Page:The Captivity of Hans Stade of Hesse.pdf/170
Caput XVIII.
How I was captured by the savages, and the way in which this happened.
I had a savage man, of a tribe called Carios; he was my slave, who caught game for me, and with him I also went occasionally into the forest.
Now it happened once upon a time, that a Spaniard from the island of Sancte Vincente came to me in the island of Sancte Maro, which is five miles (leagues) therefrom, and remained in the fort wherein I lived, and also a German by name Heliodorus, from Hesse, son of the late Eoban of Hesse, the same who was in the island of Sanct Vincente at an ingenio, where sugar is made, and the ingenio belongod to a Genoese named Josepe Ornio.[1] This Heliodorus was the clerk and manager of the merchants to whom the ingenio belonged. (Ingenio, are called houses in which sugar is made). With the said Heliodorus I had before had some acquaintance, for when I was shipwrecked with the Spaniards in that country, I found him in the island of Sancte Vincente, and he showed me friendship. He came again to me, wanting to see how I got on, for he had perhaps heard that I was sick.

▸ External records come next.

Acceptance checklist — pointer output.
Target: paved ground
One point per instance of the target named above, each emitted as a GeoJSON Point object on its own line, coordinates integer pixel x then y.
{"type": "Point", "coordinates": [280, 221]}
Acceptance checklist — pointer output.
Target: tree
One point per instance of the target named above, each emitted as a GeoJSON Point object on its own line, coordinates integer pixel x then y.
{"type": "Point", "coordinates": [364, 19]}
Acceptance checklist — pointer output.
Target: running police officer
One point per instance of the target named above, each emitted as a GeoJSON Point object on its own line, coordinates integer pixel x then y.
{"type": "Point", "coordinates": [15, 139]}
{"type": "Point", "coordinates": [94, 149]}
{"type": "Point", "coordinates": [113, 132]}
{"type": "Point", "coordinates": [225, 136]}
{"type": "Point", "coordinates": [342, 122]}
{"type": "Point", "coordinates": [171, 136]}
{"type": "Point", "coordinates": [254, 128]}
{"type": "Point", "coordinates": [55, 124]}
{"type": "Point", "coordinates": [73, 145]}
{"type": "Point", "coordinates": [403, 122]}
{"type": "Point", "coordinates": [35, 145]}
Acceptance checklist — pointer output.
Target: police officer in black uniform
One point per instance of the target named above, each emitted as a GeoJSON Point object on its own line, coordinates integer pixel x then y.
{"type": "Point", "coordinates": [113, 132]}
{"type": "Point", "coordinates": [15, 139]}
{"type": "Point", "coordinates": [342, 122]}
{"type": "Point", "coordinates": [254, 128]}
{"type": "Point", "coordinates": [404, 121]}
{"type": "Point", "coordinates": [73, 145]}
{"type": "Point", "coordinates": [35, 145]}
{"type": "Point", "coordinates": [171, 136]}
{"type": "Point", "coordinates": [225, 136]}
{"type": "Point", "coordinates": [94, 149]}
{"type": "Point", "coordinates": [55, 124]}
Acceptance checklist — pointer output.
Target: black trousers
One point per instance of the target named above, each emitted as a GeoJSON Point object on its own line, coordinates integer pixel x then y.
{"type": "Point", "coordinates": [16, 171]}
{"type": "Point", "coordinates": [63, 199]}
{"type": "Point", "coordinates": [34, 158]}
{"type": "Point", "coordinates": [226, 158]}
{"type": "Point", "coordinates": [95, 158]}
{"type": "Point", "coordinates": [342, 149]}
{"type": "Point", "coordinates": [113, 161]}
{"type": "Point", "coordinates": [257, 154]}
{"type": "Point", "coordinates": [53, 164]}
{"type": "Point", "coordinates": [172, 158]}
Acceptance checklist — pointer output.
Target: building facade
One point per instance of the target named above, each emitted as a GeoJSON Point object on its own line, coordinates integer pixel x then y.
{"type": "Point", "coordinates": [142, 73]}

Having sent my slave the day before into the wood to catch game, I purposed going the next day to fetch it, so that we might have something to eat. For in that country one has little else beyond what comes from the forests. Now as I with this purpose walked through the woods, there arose on both sides of the path loud yells such as the savages are accustomed to make, and they came running
- ↑ Giuseppe Adorno, a scion of the well-known Genoese family, which settled in the Brazil, and especially at S. Paulo (Fray Gaspar). According to Vasconcellos, this man outlived a hundred years. In 1589-90, be established with a donation the Carmelites at Santos, whence they passed to Rio de Janeiro.